Wham-O creators Arthur "Spud" Melin and Richard Knerr
Richard Knerr and Spud Melin had been friends since high school. They'd gone to college together and opened a used car business together. But it was their love of falconrey that actually sparked a chain of events that would lead to the Frisbee, Hula-Hoop, and the Slip 'n' Slide.
Richard and Spud would shoot bits of meat into the air for their falcons to grab. To do this, they fashioned their own sling-shot. One day, a man approached them wanting to get a hold of a sling shot like theirs.... the rest, as they say, is history.

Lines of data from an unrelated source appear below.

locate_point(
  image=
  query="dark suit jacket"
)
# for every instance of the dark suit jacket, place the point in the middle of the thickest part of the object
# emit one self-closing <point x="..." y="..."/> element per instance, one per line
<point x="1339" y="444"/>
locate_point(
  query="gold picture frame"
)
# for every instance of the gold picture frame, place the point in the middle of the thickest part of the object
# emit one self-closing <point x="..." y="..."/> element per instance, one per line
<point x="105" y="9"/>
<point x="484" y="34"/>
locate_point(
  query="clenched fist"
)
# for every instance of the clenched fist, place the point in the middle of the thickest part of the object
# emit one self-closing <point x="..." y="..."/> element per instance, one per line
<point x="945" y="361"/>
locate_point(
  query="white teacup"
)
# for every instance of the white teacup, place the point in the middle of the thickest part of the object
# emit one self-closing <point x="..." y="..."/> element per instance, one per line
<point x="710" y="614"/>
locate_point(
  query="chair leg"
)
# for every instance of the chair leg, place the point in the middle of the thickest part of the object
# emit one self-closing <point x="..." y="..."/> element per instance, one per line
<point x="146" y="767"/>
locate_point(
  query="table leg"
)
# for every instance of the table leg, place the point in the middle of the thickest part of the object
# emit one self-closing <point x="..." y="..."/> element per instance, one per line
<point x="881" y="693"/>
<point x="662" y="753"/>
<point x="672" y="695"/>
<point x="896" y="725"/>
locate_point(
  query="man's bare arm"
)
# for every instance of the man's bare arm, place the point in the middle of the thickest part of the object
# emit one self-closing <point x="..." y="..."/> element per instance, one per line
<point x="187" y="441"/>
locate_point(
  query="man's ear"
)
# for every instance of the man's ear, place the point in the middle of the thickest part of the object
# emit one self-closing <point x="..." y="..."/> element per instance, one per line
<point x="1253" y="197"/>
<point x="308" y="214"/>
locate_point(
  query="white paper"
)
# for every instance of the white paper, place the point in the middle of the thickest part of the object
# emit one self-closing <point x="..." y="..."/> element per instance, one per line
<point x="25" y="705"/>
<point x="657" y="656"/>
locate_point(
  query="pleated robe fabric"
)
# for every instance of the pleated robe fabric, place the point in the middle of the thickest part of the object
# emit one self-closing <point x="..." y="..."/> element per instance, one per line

The partners went to Sears and got a saw, and then some lumber and strips of rubber. They put ads in magazines in comic books for their sling shots, and earned enough capital to make more items.
And make more items they did. The breadth and scope of their products is simply too much to cover in a post. They sold any odd thing that came to mind - most were amazingly bad failures, but a select few became national crazes. The Hula-Hoop nearly bankrupted them, until a year later (1958) the fad swept the country. Other items like the "mink navel stole" (a quarter sized patch to cover up women's belly buttons) never quite caught on.
Here's a look at some of the products sold by this one-of-a-kind company, Wham-O!
Somehow, I don't see this product making it to the shelves in this day and age. Parents are so protective, and society is so litigenous, I think a toy that can shoot through quarter inch plywood might create some problems.
If ever there was a poorly named toy, this is it. Not only do you have the name "wiennie", but it's shaped like a dick, it goes from flaccid to rigid when it's filled, and it spews white liquid.
Do remember anyone walking around with a green plate strapped to their heads? Me neither. I bet this item got a lot of stares when put to use.
Okay, I take it back. The Water Wiennie is not the worst toy name ever.
Exactly how does this make your boobs bigger? I'm afraid I'm at a loss on this one.
I can actually see this item being sold today at Bed, Bath & Beyond -there's so many gimmicky cookware there, why not the Mr. Hootie Rake?
"40 Million May Die... How About You".... now in "Patio Style"!
It certainly did not gush forth like in this picture. My God, it's like the space shuttle! Your hose likely didn't have half the pressure as in this picture. Ours flopped around the yard; barely getting airborn.
Wham-O's Laugh-In rocks very nearly could've been the next sensation to take the country by storm.... had it been shaped like a football. Indeed, that same year, another company, Nerf, use the same chemistry to create a foam ball. Needless to say, the fake rocks didn't fare so well.